Is Teflon Really So Bad?

Teflon has a bad rap for sure. Here's what the concerns are and how you can cook Teflon-free.

Teflon revolutionized the kitchen clean-up process. From frying pans to skillets to woks, you can cook just about anything you like and wash up in a fraction of the time. However, since its inception in the 1940s we’re learning a lot more about the downsides. Here’s why you should reconsider using Teflon in your kitchen and what the healthier alternatives are.

What is Teflon?

Up until 2015, Teflon was made using a chemical called perfluorooctonoic acid, or PFOA. It is a suspected carcinogen, hormone disruptor and reproductive toxin. It is also highly persistent, which means once it enters the environment it does not leave (think of what this means for our drinking water, seafood, and farmland soils).

While it is thought that most of the carcinogenic chemicals are eliminated during manufacture, small amounts may remain. And when Teflon is overheated, these chemicals can enter the food being cooked. It is a known toxin to birds, which is why Teflon products (including self-cleaning ovens) include a warning to remove any birds from the room when being heated. Exposure to Teflon that has been overheated can result in flu-like symptoms in humans.

Because of the concerns to human health and the environment around PFOA, many manufacturers are phasing it out, including the Teflon brand. However, there is little to no information about what the alternative process or chemicals are. The good news is, there are alternatives.

What are the alternatives?

Ceramic

Ceramic cookware is a close alternative to Teflon, and is generally considered to be safe. It is often less resistant to scratching and some brands will lose their non-stick properties at high heat, so be sure to follow user directions carefully. Ceramic coatings, especially if sold outside North America, may contain a high lead concentration, so be sure to source from a reputable brand (Lagostina and Green Pan claim to be PFOA, lead, and cadmium-free).

Stainless Steel

This is a cost effective, “low tech” option. It isn’t technically non-stick, but it can be cleaned up with some elbow grease and a good scouring pad. Make sure the pan is oiled and heated to temperature fully before adding food to make it stick less. Using a metal spatula over plastic can also help make less of a mess.

Cast Iron

I will admit that I was not in love with the idea of cast iron when we got our first frying pan. It’s heavy, bulky, and seemed like a lot of effort. But I have been pleasantly surprised at how much I love cooking with it! As long as you keep them well seasoned (oiled) and avoid using acidic foods (like tomatoes), cast iron cookware will last forever.

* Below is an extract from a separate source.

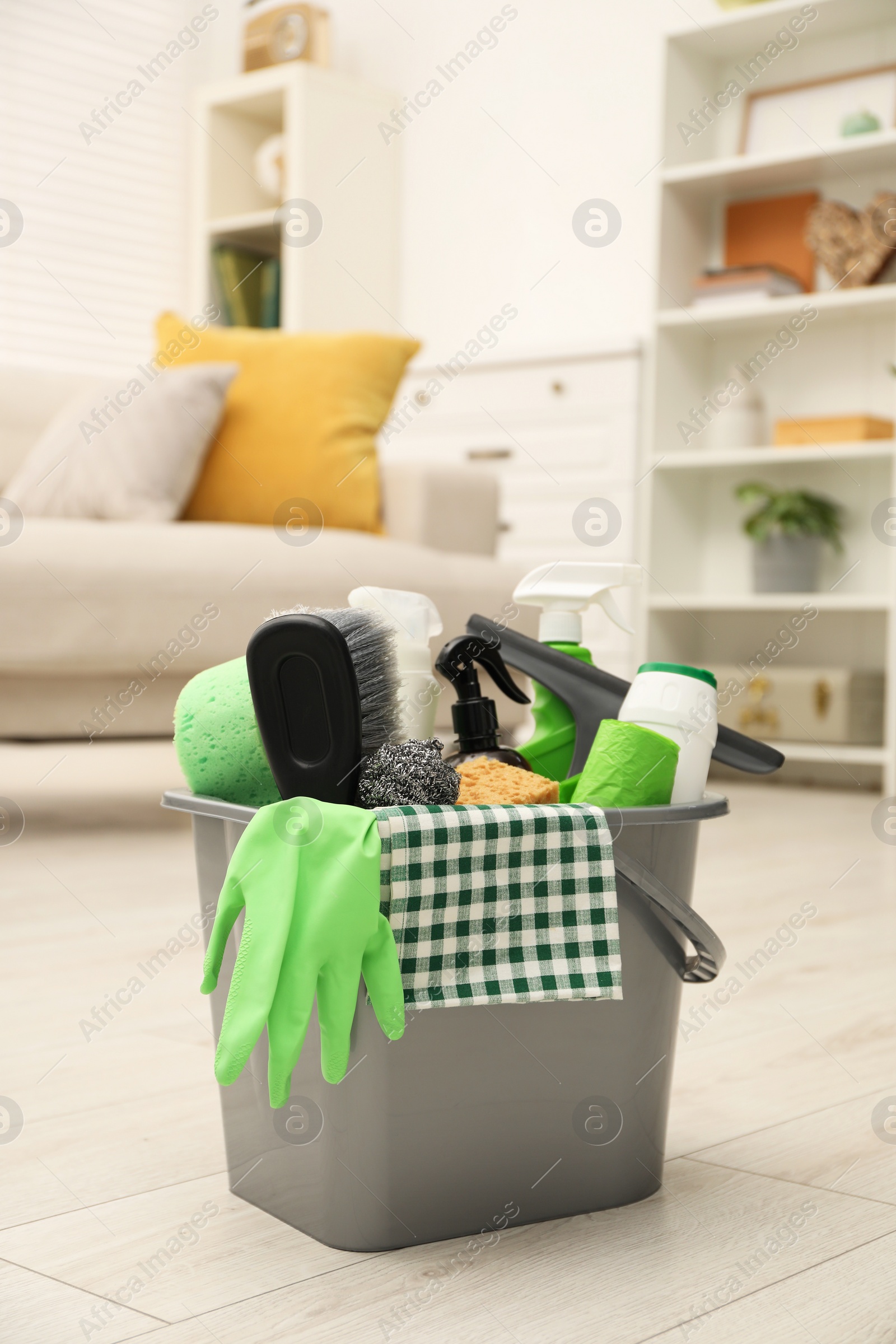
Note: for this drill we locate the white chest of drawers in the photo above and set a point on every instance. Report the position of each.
(557, 431)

What to do if you currently use Teflon?

This is a personal choice, but here are some things to consider:

  1. If it’s scratched, you’re increasing your risk of exposure to toxic chemicals. Albeit small, the risk is there. In a sold state, Teflon is inert, so this is more of an issue with releasing gases from cooking than ingesting flakes of coating.
  2. Cooking at high temperatures can increase off-gassing of toxic chemicals into your food.
  3. Once you discard it, any PFOA that gets released into the environment will never leave. It should go in the trash (not recycling). You could also consider taking it to a Community Environment Day (in Toronto) or wherever household hazardous waste is collected in your community.

If you’re due for a cookware upgrade, have a look at these alternatives to help create a healthier kitchen and healthier meals. You can slowly phase out your Teflon pans if making the switch makes you nervous. It might take some getting used to, but once you get the hang of these non-stick alternatives you won’t look back!